Issues arose on day one when Dayglow had a delayed set due to technical issues, followed by another delayed set and early closure from McAlpine. The two seemed uninterested while performing, setting a disappointing atmosphere despite their solid sets and vocal work.
Jepsen and Rogers quickly course-corrected with on-time and incredible sets, giving their all to the audience. Rogers, a Maryland native, particularly bared her soul to the audience, speaking about her dream of playing at the venue since seeing her first show there in sixth grade.
Day two of the festival — however magical the performances from Ella Jane, Leith Ross, Ethel Cain, Alvvays, Arlo Parks, boygenius, MUNA and Lana Del Rey — was an off-kilter, low-grade disaster.
The Pavilion lawn, which according to the All Things Go Instagram account had already reached peak attendance levels relative to other Merriweather shows at 3 p.m. the day before, seemed beyond capacity even at noon. Moving around the Pavilion was almost impossible, as people were camping for Lana Del Rey throughout the day. The Chrysler stage became a wild jungle of bodies with no room to move, making it difficult for someone to leave the pit if they wanted to switch stages.
Water, bathroom and food lines reached peak levels with no relief, taking over an hour to reach the front of each. The venue also did not provide water to those camping, which resulted in several passouts during the sets of Leith Ross, Arlo Parks and boygenius. The spotty cell service and lack of venue Wi-Fi made matters worse, effectively stranding those who needed to communicate with other attendees for safety or location reasons.
Many fans — particularly those hoping to see Del Rey — talked over the sets of other artists, particularly during the slow ballads of Parks, Cain and Ross. Additionally, almost every artist commented on Del Rey’s attendance at the festival during their own sets, taking the metaphorical role of an opener rather than their own entity.
Delayed set times, which diminished the value of the festival experience, also plagued day two.
All Things Go announced that boygenius would have an extended 90-minute set after Beabadoobee dropped out of the festival due to scheduling issues. Boygenius then ended up starting around 20 minutes late, cutting out the extra songs the festival promised.

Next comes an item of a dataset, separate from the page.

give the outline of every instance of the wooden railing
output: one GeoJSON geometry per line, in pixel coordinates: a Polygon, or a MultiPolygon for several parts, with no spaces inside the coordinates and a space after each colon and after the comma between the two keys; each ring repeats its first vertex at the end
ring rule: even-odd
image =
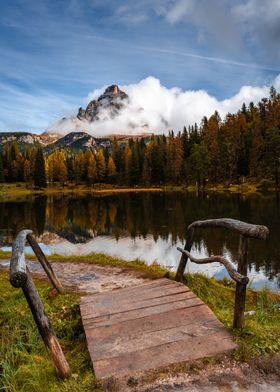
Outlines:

MUNA followed boygenius at the Chrysler stage, which was a safety issue of its own. MUNA and boygenius share overlapping fan bases, precipitating social media backlash claiming it was not safe for audiences to rush from boygenius to MUNA in only five minutes.

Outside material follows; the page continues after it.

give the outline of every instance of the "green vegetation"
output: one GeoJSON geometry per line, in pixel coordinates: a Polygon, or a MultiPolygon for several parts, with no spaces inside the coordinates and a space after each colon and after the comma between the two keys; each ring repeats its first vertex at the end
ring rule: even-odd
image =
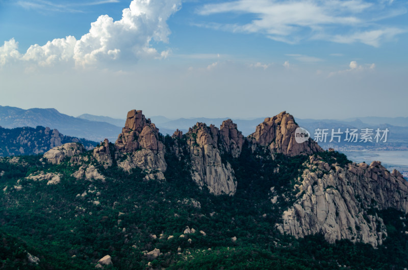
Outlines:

All Things Go extended the time between the sets to 10 minutes, playing it off as “the besties have spoken” rather than truly addressing safety concerns. MUNA joked about the “stampede” over to their stage between the two sets in an Instagram post.

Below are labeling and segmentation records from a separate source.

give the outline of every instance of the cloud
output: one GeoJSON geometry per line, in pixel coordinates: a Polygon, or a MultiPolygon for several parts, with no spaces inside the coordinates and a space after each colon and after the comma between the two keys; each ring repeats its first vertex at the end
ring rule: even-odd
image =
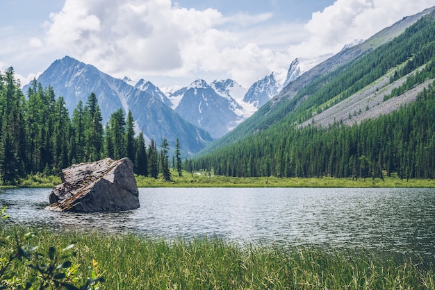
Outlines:
{"type": "Polygon", "coordinates": [[[203,71],[250,85],[276,62],[266,47],[268,37],[258,35],[258,31],[265,33],[261,24],[272,17],[224,17],[215,9],[172,6],[170,0],[67,0],[45,24],[44,41],[45,47],[115,75],[195,78],[203,71]]]}
{"type": "Polygon", "coordinates": [[[311,67],[432,1],[337,0],[304,24],[274,22],[271,13],[186,9],[171,0],[66,0],[44,24],[45,35],[28,43],[34,55],[69,55],[117,77],[229,77],[249,87],[297,57],[311,67]]]}
{"type": "MultiPolygon", "coordinates": [[[[338,52],[354,40],[367,39],[404,16],[433,5],[431,0],[337,0],[322,12],[313,13],[305,24],[306,40],[292,45],[293,56],[312,60],[338,52]]],[[[307,68],[318,63],[311,62],[307,68]]]]}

Del Rey also started late, resulting in a cut set. Del Rey commented about the hard curfew deadline of the festival, opting to play one of her most popular songs “Video Games” early just so audiences could hear it. It is unclear if the venue had the option to pay the curfew fine, but for selling 20,000 tickets at a three-figure minimum price, they should have had the cash on hand.
Del Ray shocked festival attendees with a surprise visit from Jack Antonoff, longtime Grammy-award winning producer, in the middle of the set. They played “Venice Bitch” and “Margaret” together while Antonoff strummed on his guitar, which was a treat so delectable it almost absolved the day’s drama.
Frustrating logistical failures aside, the festival lineup was an indie, alternative, gothic-lover and sad-music-aficionados dream. These artists performing together in the same space for the price of one premium ticket to a normal concert was absolutely invaluable.
One cannot help but wonder if the festival might benefit from selling fewer tickets for a better experience and figure out the kinks in the process. Going from one to two festival days is a big bill to foot, and All Things Go struggled to pay it.